Improvement Insights Blog
Software Code Quality
I’ve been building software for over 50 years. There are some secrets to software quality that are often overlooked. Here’s a few:
“I’ve spent almost my entire life working in software and software development, from mainframes to minicomputers to microcomputers, ultimately leading to the QI Macros. I’ll tell you what, I took a course a long time ago from T. Capers Jones where we studied what makes software maintainable and unmaintainable. It turns out how many decision points you have in a given module determines how testable and maintainable it can be. Guess what? Back to seven, plus or minus two… so about nine or ten. Once you get to ten that module becomes untestable.
“Now I brought all this wisdom back to the phone company and there were some guys in the billing engine who thought I was out of my mind. They had this one big 25,000 line COBOL monstrosity that was the rating engine for all the phone calls and all the other stuff in the phone company, and it was a giant unmaintainable thing. They decided to prove that I was wrong and so they took this thing, they split it out into three main pieces, right?

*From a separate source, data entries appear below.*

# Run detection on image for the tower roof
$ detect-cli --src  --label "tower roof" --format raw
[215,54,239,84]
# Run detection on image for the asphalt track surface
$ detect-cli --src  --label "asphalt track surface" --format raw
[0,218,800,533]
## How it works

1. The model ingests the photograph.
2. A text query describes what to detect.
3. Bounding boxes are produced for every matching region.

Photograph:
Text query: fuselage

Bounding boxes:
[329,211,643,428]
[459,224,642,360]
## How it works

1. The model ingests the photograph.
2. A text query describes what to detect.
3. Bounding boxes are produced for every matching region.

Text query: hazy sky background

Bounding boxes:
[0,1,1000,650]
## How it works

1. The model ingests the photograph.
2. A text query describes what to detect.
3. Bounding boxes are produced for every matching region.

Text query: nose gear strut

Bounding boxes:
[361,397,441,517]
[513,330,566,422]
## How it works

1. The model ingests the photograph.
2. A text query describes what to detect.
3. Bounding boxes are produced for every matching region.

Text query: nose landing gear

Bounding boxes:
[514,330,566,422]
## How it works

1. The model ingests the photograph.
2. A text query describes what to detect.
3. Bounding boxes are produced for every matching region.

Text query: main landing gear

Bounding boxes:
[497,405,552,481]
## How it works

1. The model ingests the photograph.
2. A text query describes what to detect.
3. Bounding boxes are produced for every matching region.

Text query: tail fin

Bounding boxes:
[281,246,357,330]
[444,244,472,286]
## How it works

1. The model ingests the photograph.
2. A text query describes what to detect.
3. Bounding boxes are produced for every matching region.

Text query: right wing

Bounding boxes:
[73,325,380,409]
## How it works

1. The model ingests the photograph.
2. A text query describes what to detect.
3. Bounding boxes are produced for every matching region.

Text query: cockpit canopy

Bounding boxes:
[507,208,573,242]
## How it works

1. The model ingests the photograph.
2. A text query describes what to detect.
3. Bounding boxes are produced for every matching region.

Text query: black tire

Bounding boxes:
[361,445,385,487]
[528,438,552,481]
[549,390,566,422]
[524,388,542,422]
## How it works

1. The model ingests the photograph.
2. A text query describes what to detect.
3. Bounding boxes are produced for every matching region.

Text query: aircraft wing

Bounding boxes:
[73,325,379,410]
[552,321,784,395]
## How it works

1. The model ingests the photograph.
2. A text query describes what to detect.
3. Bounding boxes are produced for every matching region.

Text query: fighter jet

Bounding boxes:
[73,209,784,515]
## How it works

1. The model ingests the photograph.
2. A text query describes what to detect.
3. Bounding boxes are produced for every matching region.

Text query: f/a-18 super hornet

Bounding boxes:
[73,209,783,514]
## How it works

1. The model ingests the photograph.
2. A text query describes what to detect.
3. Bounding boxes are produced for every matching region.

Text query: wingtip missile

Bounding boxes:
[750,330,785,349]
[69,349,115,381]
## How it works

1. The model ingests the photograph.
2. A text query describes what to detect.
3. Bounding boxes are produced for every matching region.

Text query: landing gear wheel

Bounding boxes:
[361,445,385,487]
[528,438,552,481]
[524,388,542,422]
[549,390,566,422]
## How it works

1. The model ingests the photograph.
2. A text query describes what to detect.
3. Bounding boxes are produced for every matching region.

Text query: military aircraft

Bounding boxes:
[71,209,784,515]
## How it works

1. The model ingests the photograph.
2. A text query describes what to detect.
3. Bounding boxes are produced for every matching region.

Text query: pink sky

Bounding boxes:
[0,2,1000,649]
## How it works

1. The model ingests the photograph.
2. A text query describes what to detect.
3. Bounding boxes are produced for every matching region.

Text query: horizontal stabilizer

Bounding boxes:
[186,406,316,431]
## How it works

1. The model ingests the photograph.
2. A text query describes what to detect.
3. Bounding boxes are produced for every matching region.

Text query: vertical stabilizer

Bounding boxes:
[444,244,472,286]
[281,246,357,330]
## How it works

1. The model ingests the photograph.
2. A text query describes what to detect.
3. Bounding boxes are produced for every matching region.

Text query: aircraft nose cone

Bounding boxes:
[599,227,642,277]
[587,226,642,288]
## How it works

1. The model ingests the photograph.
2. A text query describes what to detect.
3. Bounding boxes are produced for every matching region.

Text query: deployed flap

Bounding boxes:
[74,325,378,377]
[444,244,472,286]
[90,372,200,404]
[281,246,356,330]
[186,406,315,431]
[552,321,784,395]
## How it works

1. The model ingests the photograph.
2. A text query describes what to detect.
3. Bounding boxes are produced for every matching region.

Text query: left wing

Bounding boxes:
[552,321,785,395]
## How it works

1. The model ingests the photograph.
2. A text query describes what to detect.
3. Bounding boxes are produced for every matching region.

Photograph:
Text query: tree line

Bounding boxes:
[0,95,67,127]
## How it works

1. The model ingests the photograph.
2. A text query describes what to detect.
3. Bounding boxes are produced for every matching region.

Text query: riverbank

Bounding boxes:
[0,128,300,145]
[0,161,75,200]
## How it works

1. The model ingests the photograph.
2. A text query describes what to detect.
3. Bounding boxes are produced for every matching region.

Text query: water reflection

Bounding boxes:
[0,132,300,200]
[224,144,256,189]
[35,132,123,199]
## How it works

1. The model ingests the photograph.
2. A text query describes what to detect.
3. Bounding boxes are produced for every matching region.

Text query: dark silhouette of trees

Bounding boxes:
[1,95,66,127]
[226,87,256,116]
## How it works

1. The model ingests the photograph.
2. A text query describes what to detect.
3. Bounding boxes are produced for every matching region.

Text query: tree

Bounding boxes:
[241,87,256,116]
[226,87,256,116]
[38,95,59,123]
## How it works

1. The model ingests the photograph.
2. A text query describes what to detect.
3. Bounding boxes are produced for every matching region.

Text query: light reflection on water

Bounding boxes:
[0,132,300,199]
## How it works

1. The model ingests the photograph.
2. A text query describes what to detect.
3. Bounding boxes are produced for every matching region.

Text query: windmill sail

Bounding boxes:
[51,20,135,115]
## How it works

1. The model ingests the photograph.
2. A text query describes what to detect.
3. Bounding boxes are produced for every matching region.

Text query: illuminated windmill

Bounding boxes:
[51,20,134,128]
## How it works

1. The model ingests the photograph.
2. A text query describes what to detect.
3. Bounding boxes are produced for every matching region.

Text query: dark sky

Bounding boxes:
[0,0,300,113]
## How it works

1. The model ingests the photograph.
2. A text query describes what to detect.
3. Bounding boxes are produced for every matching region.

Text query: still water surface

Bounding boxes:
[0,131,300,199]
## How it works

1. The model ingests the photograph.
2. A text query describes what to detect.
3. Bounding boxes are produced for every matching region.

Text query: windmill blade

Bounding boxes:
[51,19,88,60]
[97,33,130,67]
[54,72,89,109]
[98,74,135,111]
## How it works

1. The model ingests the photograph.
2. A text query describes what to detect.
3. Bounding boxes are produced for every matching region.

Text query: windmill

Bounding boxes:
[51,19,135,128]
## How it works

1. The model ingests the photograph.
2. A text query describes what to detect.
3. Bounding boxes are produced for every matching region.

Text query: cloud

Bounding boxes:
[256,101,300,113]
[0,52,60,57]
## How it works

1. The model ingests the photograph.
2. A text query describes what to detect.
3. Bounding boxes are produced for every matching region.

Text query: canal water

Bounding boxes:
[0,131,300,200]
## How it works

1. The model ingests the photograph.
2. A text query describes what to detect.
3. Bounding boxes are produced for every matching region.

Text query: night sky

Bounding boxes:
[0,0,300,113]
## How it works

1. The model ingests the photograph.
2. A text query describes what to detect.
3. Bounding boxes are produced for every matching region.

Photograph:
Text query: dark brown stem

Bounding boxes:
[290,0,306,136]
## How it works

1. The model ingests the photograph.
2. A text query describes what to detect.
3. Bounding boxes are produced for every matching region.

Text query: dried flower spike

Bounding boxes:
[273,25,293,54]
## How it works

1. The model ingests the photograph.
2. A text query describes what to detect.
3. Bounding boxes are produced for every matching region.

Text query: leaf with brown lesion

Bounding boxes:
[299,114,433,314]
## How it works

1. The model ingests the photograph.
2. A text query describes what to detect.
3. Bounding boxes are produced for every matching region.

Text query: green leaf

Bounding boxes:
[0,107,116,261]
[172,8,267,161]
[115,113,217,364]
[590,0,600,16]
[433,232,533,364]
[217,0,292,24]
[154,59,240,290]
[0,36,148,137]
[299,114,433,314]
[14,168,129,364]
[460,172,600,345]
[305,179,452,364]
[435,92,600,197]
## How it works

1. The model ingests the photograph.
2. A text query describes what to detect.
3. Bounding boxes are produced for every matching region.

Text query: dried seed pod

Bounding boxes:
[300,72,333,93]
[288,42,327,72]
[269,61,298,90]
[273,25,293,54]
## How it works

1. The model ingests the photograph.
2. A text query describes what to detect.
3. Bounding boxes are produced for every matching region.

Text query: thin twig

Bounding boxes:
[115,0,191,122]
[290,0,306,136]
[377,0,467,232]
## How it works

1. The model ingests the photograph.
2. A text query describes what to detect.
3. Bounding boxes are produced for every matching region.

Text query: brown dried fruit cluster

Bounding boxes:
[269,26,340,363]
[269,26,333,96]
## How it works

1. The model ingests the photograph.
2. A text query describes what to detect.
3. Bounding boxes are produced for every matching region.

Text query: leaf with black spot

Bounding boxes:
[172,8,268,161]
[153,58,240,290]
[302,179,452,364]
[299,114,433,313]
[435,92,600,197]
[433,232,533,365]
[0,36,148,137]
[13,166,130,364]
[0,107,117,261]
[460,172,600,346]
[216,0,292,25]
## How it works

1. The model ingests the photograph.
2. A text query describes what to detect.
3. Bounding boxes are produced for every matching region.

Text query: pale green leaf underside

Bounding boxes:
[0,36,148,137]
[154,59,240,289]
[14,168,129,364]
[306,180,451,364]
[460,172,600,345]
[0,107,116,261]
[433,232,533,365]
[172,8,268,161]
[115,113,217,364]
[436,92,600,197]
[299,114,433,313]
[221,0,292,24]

Sort of one that drove it, and one that did this, and one that did that… and a shocking thing happened: The thing became infinitely more maintainable and they had to admit to me they were wrong. One guy, Jim Dimino, admitted “Uh… you were right,” but they had to go prove it to themselves that I was right. Invariably, when I’m working on QI Macros I’m trying to keep all my little modules down under 10 decisions.
“Now there are certain kinds of things that I’ve found are common mistakes in manufacturing (not manufacturing…) in software. One of the most common is an “IF / THEN / ELSE”, so if I say something like “IF a = b, THEN c = d.” Okay? But one of the things that I very often see is a piece of code like this but what’s missing is the ELSE. Very often, because there is no “ELSE,” when you read that you don’t think about what else could go on, right? So maybe there should be something here. Now maybe I just put in a little comment or something and just “comment it out,” or perhaps there’s something else like “d = e.”
“This invisible chunk of missing code causes lots of problems. It’s bit me more than once, and so there are certain kinds of things in software that can be set up so that you mistake proof it. Now if I code an “IF,” I put in an “ELSE” even if it doesn’t do anything, because next time I read through I [see] “IF / ELSE” and I [think] “Ooo, ah! There’s something else going on here.”
“So get this idea that we can take what we learn from how software works, even: defects, right? Errors, mistakes, things that go wrong, programs that blow up, all that stuff… and we can use Six Sigma on that too.
“That’s my Improvement Insight. Let’s go out and improve something this week… maybe even software code.”